How many leaders are known for their deep capacity to listen? How often do we select our leaders based on their capacity to learn?
Several years ago I began a search for photographs of
nationally recognized leaders who were captured listening. The search took me
to presidential libraries, national archives, Associated Press, Look
magazine. One person kept emerging
-- listening to children, listening to groups of workers, listening to people
in pain – Robert F. Kennedy. On the fortieth anniversary of his death, the New
York Times turned over the Op-Ed page to RFK’s children to share their memories
of him. (NY
Times 6/6/08) His oldest son,
Joseph Kennedy II wrote this about his father.
I remember how my father listened with rare empathy to everyone.
He paid a lot of attention, for instance, to Putt, an old man who lived in a
rest home at the end of Sea Street in Hyannis. A gas attack during World War I
had left Putt unable to hear or speak. He spent most every day riding around
Lewis Bay in a little rowboat with a five-horsepower engine.
If Putt spotted us sailing to Egg Island for a picnic, he’d pull
alongside, and my father would pass him a sandwich, a bag of chips and a beer.
Putt would follow the sailboat until we gently beached, and then he and my
father would stand together on the sand, their heads leaning toward one
another.
Years later, in the same way, my father sat down with
Appalachian coal miners — tough men, covered in soot, sharing their aches and
ambitions. In a famous photo of him with his arm resting easily on the shoulder
of a miner, he could be talking to Putt.
I once traveled with him to a Navajo reservation and watched in
the dim light of a rundown adobe dwelling as he leaned over to hear an old man
talk about the struggles of his people. I heard Native Americans share their
pain as if they somehow knew, because of a certain sorrow in his heart coupled
with an active and tough mind, that my father would do everything to help.
So it happened wherever he went — on the streets of the Bedford-Stuyvesant neighborhood in Brooklyn, in a square in Warsaw or in the well of the Senate. And wherever he could, he acted. After visiting Bed-Stuy, he pressed his campaign donors to direct investments into one of New York City’s poorest and most neglected neighborhoods.

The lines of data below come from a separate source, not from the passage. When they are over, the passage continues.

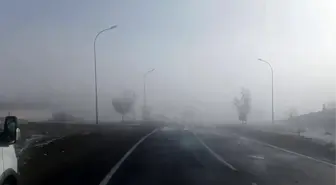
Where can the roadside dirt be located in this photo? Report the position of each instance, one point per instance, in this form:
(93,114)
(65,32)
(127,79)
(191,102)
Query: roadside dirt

A more recent article in the NY Times discusses the Bedford Stuyvesant Restoration Corporation which traces it origins to the same visit Joseph Kennedy II mentions.
Senator
Kennedy, of course, was born out of state, grew up in privilege and was white,
which made him different from most of Bedford-Stuyvesant’s residents in at
least three major ways. Still, as Elsie Richardson, a longtime neighborhood
activist, recalled: “None of that showed. I know one thing. He was someone who
listened. He was always interested in getting information, he picked it up
fast, and he would move on the information he received.”
This is the power of listening – the ability to connect, erase
differences, build trust and most importantly to have new possibilities emerge.
Acting, making decisions, being tough, or being expert are
easily recognized forms of leadership. Not so with listening. There is of
course a major dilemma with listening and that is your willingness to be
influenced, to change course, to become an advocate for others.
Once during a business crisis, which was creating layoffs I
encouraged a senior executive to get out and talk to people. He was very
resistant and when I pressed, him he said – “What’s the point? The decisions
been made, people are unhappy. There is nothing I can do about it. Besides, it
is too painful to listen to them.”
Here is another example how leaders can slowly stop listening. The
head of a large engineering division asked me to talk with small groups of his engineers.
He had received some disturbing feedback and wanted to know what was going on
and what it was like to be a new engineer. I was a bit surprised that he didn’t
want to do it himself, since he had come up through the ranks. He explained to
me that over the years he had put on suit of armor mostly to defend against
criticism and that these kind of face-to-face discussions had a tendency to get
messy. He went on to explain that since he become an executive vice president
that most of his attention went to the politics of what was going on along side
him with peers and those above him. How the engineers felt was a mystery to
him.
All leaders should ask themselves a simple question – to whom am
I passionate about listening? If it is only your advisors, your boss or your
board of directors then it is time to get out of the office and try listening
to your customers and your employees. Of course you have to be open to
influence.
When we elect our leaders we should ask the question does he or
she have a track record of listening and learning? The world is too complex to
have leaders who act solely based on their own knowledge and input from their
advisors. If we expect our leaders to listen, maybe they will.
We need more leaders like Robert F. Kennedy who walk the streets
and listen, are touched and then act. We need these leaders in our churches,
our communities, our businesses and in our government.